There are two important questions:
1. Does the 14th Amendment incorporate the Excessive Fines Clause of the 8th against the states; and
2. If so, are civil forfeiture schemes in violation of the 8th (and how in the hell not a violation of ordinary due process as well)?
Supreme Court Will Hear Case on the Excessive Fines Clause that Could End Up Curbing Asset Forfeiture Abuse
The case will decide whether the Excessive Fines Clause of the Eighth Amendment applies to the states. If so, it will also have to address how much it restricts asset forfeiture.
As to the 14th A. incorporation stuff: https://reason.com/volokh/2018/06/18/su ... -the-excesThe more difficult questions raised by Timbs are the extent to which the Excessive Fine Clause covers asset forfeiture as well as ordinary criminal fines, and what counts as "excessive."
Asset forfeiture abuse is a serious problem that often victimizes innocent people and particularly harms the poor. For these reasons, among others, it has attracted widespread opposition on both right and left. In many states, owners have little opportunity to contest forfeiture, thereby enabling authorities to hold on to their seized property for months or even years, without so much as a hearing. In recent years, many states have enacted laws curbing asset forfeiture and a few have even abolished civil forfeiture altogether. Unfortunately, Attorney General Jeff Sessions last year reinstituted a federal policy that helps state and local law enforcement agencies circumvent state limitations on forfeiture and keep a hefty share of the profits for themselves. Sessions' actions drew bipartisan opposition, but reforms that passed the House of Representatives by unanimous vote have stalled in the Senate.

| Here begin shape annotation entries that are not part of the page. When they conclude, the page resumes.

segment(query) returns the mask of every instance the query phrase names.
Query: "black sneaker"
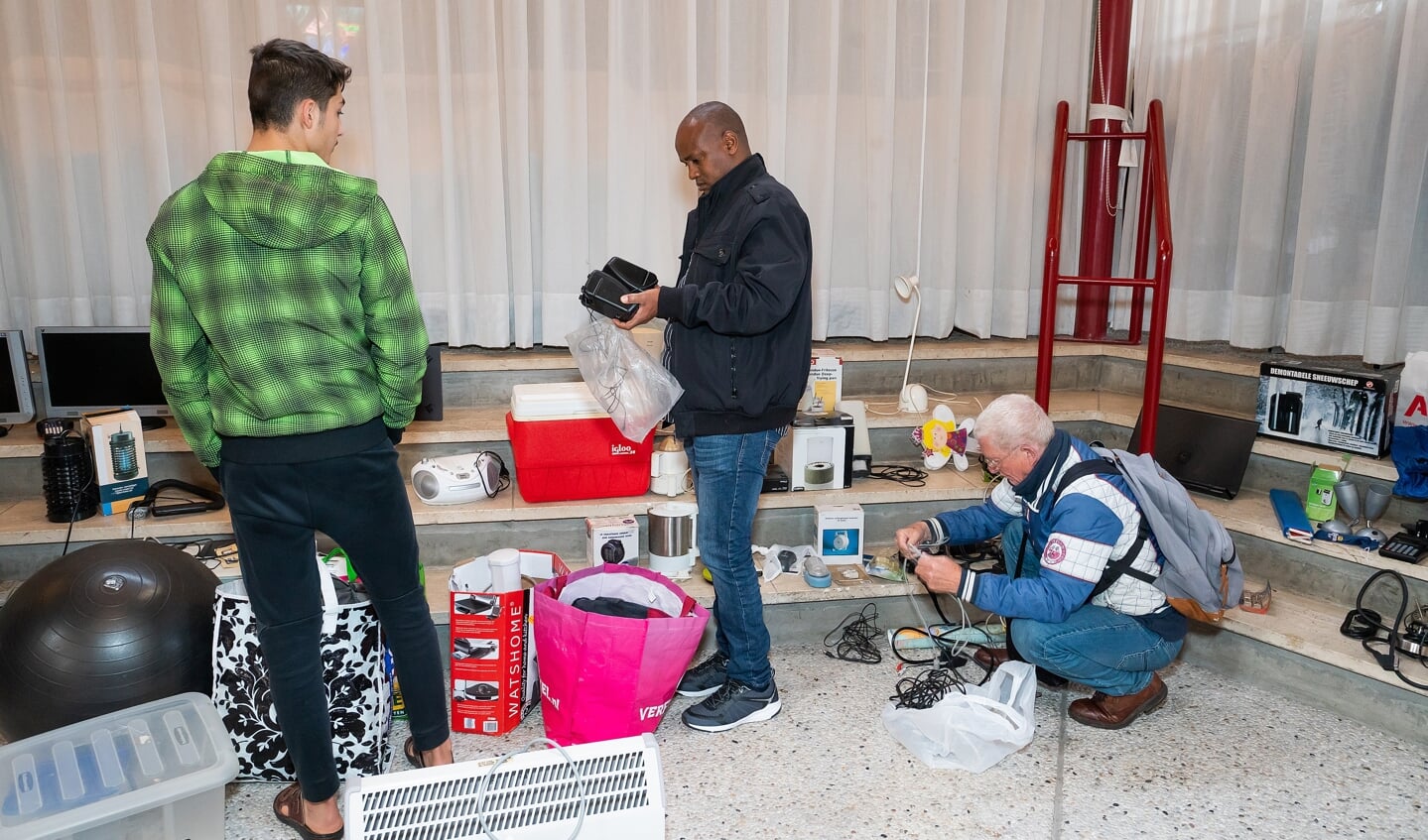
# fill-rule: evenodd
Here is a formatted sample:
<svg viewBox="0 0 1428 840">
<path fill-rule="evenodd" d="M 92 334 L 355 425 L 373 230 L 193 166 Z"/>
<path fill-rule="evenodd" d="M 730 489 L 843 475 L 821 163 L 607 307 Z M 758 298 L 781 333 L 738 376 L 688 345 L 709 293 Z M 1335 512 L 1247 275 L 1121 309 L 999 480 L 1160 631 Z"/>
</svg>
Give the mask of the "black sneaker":
<svg viewBox="0 0 1428 840">
<path fill-rule="evenodd" d="M 700 732 L 725 732 L 743 723 L 768 720 L 783 703 L 778 702 L 778 686 L 755 692 L 738 680 L 728 680 L 711 697 L 684 710 L 680 720 Z"/>
<path fill-rule="evenodd" d="M 684 672 L 680 687 L 681 697 L 708 697 L 728 679 L 728 656 L 715 652 L 704 662 Z"/>
</svg>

Asset forfeiture technically differs from a fine because the former involves seizure of specific property that was allegedly used in the course of committing a crime, rather than imposition of punishment against a perpetrator (which, if it takes the form of a fine, can be paid using any assets the defendant owns). Nonetheless, the Supreme Court has already ruled that at least some asset forfeitures are covered by the Clause in the 1998 case of United States v. Bajakajian. A narrow 5-4 majority consisting of the unusual coalition of Justice Thomas and four liberals struck down a criminal asset forfeiture on the grounds that the Clause covers forfeitures that are used as "punishment" for an "offense" and apply "only upon a person who has himself been convicted" of the offense in question. This reasoning seems to exclude in rem civil forfeitures, which, technically, are proceedings against the targeted property rather than the owner, and are often applied even against the possessions of owners who have not been convicted or even tried for any offense, simply on the theory that their property was used to commit a crime by someone else. In an opinion written by Justice Anthony Kennedy, the four conservative dissenters in Bajakajian argued that the majority's seeming exclusion of civil forfeitures was a mistake, and that such forfeitures should not "be left completely unchecked by the Constitution." It is not entirely clear whether Bajakajian really does exclude all civil forfeitures, or whether Thomas' opinion for the Court is best interpreted as holding that criminal forfeiture is covered, without making a definitive ruling on the civil kind.